Ainsi, ce modèle encourage les apprenants à devenir autonomes, réfléchis, et capables de s’adapter aux différentes situations le tout en faisant en sorte qu’ils rentrent dans une tâche et s’y maintiennent (volition). Notons également que les processus d’autorégulation chez l’apprenant s’enrichissent de l’influence des interactions co-régulatrices.
L’apprentissage collaboratif
Du point de vue des modèles cognitifs de l’apprentissage collaboratif, les experts conviennent de décrire la collaboration comme un environnement à double problème (Barron cité dans Molinari et al., 2021), dans lequel les apprenants sont tenus de s’impliquer pour définir une vision commune du problème à résoudre (espace cognitif) et de gérer leurs relations interpersonnelles de manière à maintenir un environnement de travail positif et engageant (espace relationnel).

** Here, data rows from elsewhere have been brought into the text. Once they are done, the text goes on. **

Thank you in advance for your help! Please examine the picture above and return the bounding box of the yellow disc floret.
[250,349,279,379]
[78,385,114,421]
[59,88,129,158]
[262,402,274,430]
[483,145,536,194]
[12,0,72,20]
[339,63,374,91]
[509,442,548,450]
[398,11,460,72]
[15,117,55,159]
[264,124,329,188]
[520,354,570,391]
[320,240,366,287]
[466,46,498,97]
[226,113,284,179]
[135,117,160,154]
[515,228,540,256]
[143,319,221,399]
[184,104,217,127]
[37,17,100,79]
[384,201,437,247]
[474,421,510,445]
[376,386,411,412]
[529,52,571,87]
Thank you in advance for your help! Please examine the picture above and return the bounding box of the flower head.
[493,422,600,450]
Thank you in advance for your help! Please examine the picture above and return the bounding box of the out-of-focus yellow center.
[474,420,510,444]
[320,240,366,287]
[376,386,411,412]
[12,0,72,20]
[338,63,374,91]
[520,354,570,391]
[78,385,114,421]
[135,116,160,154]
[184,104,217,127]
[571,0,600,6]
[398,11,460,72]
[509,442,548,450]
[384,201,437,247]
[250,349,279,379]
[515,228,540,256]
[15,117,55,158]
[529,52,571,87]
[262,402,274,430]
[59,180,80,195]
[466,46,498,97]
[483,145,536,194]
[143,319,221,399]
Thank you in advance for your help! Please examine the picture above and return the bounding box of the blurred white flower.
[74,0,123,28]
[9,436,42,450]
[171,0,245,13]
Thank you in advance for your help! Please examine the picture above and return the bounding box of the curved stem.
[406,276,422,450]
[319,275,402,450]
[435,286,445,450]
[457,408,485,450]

Au niveau de cet espace cognitif, des tensions peuvent apparaitre. C’est notamment le cas lorsque des divergences de points de vue et des conflits conceptuels apparaissent. Loin d’être négatives, ses tensions avec l’extérieur s’avèrent essentielles, car elles permettent une contribution de développement réciproque afin de trouver une solution commune au problème (Mugny, Doise, & Perret-Clermont cités dans Molinari et al., 2021). Mais, pour se faire, le défi présenté à chaque apprenant du groupe consiste alors à mobiliser des processus de régulation pour rétablir un équilibre cognitif, mais aussi émotionnel au sein du groupe.

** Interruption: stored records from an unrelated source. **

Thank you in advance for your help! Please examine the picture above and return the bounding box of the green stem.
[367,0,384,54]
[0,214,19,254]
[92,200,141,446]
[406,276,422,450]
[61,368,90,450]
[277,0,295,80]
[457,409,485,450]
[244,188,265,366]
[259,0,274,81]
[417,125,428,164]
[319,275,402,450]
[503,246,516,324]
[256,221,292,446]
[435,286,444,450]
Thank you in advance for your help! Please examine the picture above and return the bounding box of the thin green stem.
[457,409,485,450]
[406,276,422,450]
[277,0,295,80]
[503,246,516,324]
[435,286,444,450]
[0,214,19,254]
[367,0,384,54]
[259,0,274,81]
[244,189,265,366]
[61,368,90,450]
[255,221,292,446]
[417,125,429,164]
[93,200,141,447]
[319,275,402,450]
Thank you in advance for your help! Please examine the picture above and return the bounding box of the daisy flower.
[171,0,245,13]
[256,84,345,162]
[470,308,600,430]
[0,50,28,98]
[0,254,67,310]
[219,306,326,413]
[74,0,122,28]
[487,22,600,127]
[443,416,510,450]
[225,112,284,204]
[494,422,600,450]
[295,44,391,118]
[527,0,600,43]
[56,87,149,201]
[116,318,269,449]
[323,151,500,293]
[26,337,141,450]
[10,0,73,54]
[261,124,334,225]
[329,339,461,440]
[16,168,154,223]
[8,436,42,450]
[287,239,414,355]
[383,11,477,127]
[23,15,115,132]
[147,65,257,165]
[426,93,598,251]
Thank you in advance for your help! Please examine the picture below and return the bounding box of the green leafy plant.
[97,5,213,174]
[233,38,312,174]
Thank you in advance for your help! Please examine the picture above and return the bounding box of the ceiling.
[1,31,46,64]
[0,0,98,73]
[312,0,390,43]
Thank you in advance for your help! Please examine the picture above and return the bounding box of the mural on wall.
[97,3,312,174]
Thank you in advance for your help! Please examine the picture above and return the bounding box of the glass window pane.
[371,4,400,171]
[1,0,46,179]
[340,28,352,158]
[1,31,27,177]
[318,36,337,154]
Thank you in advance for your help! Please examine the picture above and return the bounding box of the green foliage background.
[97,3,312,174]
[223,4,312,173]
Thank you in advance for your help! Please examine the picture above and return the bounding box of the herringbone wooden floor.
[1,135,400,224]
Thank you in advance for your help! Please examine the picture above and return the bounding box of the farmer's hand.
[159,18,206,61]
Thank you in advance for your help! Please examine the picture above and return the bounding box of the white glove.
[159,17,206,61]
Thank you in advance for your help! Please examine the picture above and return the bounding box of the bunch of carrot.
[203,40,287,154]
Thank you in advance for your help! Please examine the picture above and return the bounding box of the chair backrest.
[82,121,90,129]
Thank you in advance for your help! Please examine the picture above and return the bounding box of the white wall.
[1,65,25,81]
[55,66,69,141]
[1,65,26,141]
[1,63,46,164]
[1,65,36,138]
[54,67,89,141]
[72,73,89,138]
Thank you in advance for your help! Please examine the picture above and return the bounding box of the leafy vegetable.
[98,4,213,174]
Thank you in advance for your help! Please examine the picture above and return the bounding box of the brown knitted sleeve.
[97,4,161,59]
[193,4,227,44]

Plusieurs processus cruciaux ont été identifiée comme étant des éléments déterminants au succès de l’apprentissage collaboratif dont «des processus associés à la communication, tels que le maintien d’une compréhension mutuelle et la gestion du dialogue, des processus de traitement conjoint de l’information, tels que la mise en commun et la recherche d’un consensus, et des processus de coordination tels que la division de la tâche, la gestion du temps et la coordination technique» (Meier, Rummel & Spada cités dans Molinari et al., 2021, p.6).
Conclusion
En conclusion, dans un contexte d’apprentissage collaboratif et au regard des concepts prédéfinis, nous pouvons observer une synergie entre le modèle de l’apprentissage autorégulé et la TAD qui se complètent mutuellement. Tous deux visent le développement d’apprenants motivés, autonomes et engagés, capables de gérer leurs propres processus d’apprentissage et de cultiver des relations sociales positives. Par exemple, pour répondre au besoin de relations à autrui, l’apprenant devra mettre en place des stratégies autorégulatrices et réfléchir sur ses processus internes, essentiels à une bonne collaboration.
En effet, les bienfaits d’un apprentissage collaboratif demandent des conditions préalables pour arriver à une bonne entente favorisant l’atteinte des objectifs.
Ainsi, dans ce contexte, comprendre et promouvoir ces interconnexions favorise des expériences d’apprentissage innovantes, enrichissantes et plus durables.